What Doesn’t: The greatest weakness of The Siege is its ending. The movie rushes through the climax and ties up its loose ends a little too neatly. The military general played by Bruce Willis is an emerging antagonist; he initially protests the deployment of military personnel into the streets of New York City but when he’s given the order he carries out his duties to their full effect. That makes him an interesting character with an arc but his corruption goes too far too fast. The moviemakers include a framing device in the form of an abducted Iraqi cleric. This is intended to pull the various parts of the story together but it creates too many coincidences to be credible and it simplifies the story, creating an excuse to wrap up the conflict.

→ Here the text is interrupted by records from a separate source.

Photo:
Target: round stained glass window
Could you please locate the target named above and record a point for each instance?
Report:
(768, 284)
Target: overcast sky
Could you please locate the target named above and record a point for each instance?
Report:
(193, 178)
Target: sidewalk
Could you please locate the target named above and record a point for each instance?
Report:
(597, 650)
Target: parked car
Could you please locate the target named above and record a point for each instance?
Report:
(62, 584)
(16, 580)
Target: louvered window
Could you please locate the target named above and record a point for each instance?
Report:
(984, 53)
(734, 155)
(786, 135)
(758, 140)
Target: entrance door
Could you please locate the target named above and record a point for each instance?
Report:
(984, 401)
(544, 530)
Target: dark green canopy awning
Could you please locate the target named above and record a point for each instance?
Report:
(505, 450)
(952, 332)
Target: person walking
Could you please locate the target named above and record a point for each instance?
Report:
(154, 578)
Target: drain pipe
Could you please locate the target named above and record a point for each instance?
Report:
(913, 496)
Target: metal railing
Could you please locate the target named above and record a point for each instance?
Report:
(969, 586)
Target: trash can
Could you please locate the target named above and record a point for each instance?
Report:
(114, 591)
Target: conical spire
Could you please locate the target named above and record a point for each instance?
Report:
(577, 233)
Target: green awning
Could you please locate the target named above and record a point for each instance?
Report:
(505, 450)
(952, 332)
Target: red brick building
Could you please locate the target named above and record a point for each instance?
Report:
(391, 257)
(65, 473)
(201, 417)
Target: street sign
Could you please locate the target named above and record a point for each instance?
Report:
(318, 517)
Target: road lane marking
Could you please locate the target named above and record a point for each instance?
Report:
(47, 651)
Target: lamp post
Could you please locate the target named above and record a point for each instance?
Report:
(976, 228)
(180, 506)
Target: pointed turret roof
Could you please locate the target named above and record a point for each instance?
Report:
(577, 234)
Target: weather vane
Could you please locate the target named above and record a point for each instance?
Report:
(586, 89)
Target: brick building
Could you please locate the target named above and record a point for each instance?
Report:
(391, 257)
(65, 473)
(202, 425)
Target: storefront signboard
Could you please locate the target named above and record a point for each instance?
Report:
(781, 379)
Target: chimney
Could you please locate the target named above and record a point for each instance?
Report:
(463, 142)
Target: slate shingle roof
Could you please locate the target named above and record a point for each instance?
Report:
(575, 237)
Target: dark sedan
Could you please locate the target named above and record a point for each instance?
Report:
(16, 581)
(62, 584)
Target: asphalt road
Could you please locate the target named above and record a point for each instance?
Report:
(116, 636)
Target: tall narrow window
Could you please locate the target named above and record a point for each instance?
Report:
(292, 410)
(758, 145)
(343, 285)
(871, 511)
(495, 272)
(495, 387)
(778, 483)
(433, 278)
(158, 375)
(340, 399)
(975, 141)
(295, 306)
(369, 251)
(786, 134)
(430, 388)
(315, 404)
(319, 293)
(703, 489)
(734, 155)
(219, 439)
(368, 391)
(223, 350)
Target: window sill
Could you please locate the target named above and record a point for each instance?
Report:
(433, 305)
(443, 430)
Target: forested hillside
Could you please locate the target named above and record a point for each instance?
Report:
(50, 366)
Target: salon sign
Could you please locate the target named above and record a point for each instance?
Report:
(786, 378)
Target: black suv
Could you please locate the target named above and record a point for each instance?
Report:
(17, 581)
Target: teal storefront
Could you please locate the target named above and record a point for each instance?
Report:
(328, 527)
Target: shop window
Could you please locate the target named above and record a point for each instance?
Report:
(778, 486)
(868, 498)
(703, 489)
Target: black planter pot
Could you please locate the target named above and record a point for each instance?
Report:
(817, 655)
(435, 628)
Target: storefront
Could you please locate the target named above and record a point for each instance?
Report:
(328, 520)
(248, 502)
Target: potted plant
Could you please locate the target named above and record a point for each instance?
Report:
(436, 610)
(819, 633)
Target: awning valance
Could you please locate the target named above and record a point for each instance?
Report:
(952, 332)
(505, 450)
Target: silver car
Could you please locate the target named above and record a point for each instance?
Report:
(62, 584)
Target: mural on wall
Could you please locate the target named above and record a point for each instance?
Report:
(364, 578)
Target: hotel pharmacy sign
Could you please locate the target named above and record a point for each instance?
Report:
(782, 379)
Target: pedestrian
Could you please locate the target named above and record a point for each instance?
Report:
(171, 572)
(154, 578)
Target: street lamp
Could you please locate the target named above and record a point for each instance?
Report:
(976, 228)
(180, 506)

The movie also misses some opportunities for nuance in New Yorker’s reception of military occupation. The movie imagines resentment and resistance but the armed forces are revered in American life and so the anger directed at the military by the citizenry isn’t entirely believable. It may be that the concept of The Siege would have been better executed as a television series than as a feature film.

DVD extras: The DVD edition includes a commentary track, featurettes, and a trailer. The Blu-ray edition only includes a trailer.

Bottom Line: The Siege is an effective and intelligent terrorism thriller. Although much more could be done with the material, the film does an impressive job of exploring the political and human costs of terrorism and our response to it.